Although it’s still too soon to provide hard data on how communities have responded to the new service, Watt says anecdotal evidence is positive. “In the first seven or eight days, we were told, there were about 100 pharmacist-patient interactions and about 90 of those resulted in a prescription being issued,” he says. “The remaining were referred back to a primary care provider [for further consultation].”

How Does It Work?

Both Watt and Emberley are quick to emphasize that this is not an over-the-counter service, nor are the drugs provided without a prescription. Women in Oregon still need a prescription to purchase birth control pills and the transdermal patch. The difference is that the authority to write those prescriptions has now been granted to the state’s pharmacists. That has resulted in a more streamlined and accelerated process.

According to Watt, a patient can now walk through the door of any participating pharmacy and, after screening, walk back out with their pills or patch — in as little as an hour. This is most beneficial, he says, for those rural residents who often wait up to 12 weeks just to see a physician.

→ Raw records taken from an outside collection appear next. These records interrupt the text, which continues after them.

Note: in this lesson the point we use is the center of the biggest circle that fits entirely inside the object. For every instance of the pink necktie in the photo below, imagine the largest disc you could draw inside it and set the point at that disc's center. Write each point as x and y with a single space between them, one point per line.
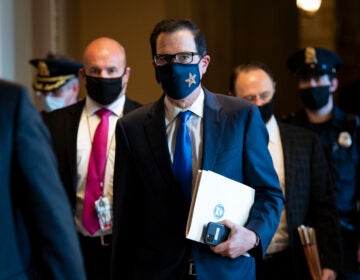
96 172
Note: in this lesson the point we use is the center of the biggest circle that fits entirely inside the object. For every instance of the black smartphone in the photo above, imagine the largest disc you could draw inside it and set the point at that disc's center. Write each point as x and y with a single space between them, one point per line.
215 233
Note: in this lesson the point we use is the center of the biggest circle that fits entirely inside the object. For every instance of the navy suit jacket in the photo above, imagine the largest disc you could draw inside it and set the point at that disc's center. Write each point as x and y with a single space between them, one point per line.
150 212
309 197
36 225
63 125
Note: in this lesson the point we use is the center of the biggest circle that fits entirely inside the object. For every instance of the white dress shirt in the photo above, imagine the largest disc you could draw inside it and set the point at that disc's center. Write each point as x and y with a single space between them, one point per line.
88 123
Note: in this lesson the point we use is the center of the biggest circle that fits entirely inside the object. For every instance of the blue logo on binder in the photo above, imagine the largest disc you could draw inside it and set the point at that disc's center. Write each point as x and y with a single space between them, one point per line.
219 211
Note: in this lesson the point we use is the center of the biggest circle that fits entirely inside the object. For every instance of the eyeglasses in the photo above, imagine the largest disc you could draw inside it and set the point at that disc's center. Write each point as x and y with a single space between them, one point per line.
182 57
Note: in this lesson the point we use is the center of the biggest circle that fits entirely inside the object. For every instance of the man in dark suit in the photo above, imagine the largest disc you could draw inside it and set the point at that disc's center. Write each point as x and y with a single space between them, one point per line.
38 236
151 202
74 131
302 169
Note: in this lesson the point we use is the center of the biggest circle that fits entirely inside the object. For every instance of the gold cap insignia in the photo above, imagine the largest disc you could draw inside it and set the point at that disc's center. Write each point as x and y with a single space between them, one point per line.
310 55
344 139
43 69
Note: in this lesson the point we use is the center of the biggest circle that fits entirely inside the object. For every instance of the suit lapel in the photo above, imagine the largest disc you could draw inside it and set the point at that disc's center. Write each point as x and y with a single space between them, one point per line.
213 129
158 141
72 120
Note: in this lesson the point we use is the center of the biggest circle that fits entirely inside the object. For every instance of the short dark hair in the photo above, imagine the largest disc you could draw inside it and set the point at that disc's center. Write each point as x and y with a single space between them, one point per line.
246 67
173 25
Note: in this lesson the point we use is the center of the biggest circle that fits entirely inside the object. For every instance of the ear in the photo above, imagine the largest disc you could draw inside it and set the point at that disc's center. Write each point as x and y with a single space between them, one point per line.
334 85
82 75
127 75
204 64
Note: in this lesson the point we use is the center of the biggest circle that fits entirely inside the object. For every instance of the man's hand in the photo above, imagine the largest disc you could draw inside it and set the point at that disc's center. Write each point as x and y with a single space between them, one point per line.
240 241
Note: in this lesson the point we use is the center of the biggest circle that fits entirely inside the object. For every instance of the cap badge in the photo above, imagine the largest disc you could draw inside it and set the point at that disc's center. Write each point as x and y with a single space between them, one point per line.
43 69
344 139
310 55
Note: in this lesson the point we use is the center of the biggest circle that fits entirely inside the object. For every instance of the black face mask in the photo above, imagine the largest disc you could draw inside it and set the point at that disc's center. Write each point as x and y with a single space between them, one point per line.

Pharmacists who opt to provide the service must first complete five hours of specialized training, says Fiona Karbowicz, R. Ph, Pharmacist Consultant for the Board. She says the procedure starts with a questionnaire the patient fills out at the pharmacy, detailing such information as her health history, any chronic diseases, medications she’s currently taking, smoking habits, and other types of contraceptives she’s either using or has used. This is followed by a discussion with the pharmacist to rule out the possibility the woman is currently pregnant, as well as counselling on how to use the contraception, any possible side effects, and wrapped up with a blood pressure test administered by the pharmacist. If she passes the tests, is 18 or older (or under 18 with proof she’s previously been prescribed the contraception by a doctor), and not referred to a health care provider for further consultation, she walks out with up to 12 months of contraceptives.

Watt notes that, in the first week of the new legislation, 150-180 pharmacists were taking the training. By the end of February/first of March, he anticipates there will be up to 1,200. Not all pharmacists are on board, however. Some may refuse based on religious or moral grounds, just as they did in 2004 when Plan B, the morning-after pill, was introduced. “Our board at the time determined that, while a pharmacist had the right to refuse to engage in any therapy, that right could not be a barrier to the patient’s right to have that therapy,” says Watt. Pharmacists who decline are required to refer patients to their colleagues who will provide the service. “And we’ve had no issues with that approach,” he says.

Beyond personal ethics, the pharmacist can exercise discretion based on a patient’s health. “For example,” says Emberley, “if the patient had uncontrolled high blood pressure, the pharmacist would not prescribe the drug … because it’s a complicating matter that could adversely affect their health.”

Running the Risks

The birth control pill has been in use for over 50 years, and while it is not risk-free — a slight increase in stroke, blood clot or deep vein thrombosis has been associated on rare occasions — there is more of a risk for those conditions during pregnancy than with the pill.

“That was eye-opening to me as a woman, as a mom, to even think of pregnancy as a risk, since it’s so natural,” says Karbowicz. “However, the OB/GYN docs we worked with [said] the risks and problems of pregnancy do outweigh the risks associated with the patches and pills.”

Banking on the Benefits

“The majority of people in health care we’ve spoken to see it as a positive impact on women’s health and access,” says Watt.

Other benefits of the birth control pill include lighter, less painful periods, unintended pregnancies and a reduced risk for some cancers.

As for Oregon being the first to implement such a strategy, Watt says the state has a reputation for being maverick. “We were the first state to introduce death with dignity years ago, and this fits in with that spirit. But also the people in the legislature really saw the value and shared their vision. And it was the right vision.”

Meantime, all eyes — including Canadian eyes — will be on Oregon to see how the new procedure plays out, and possibly decide if it’s the right vision for us.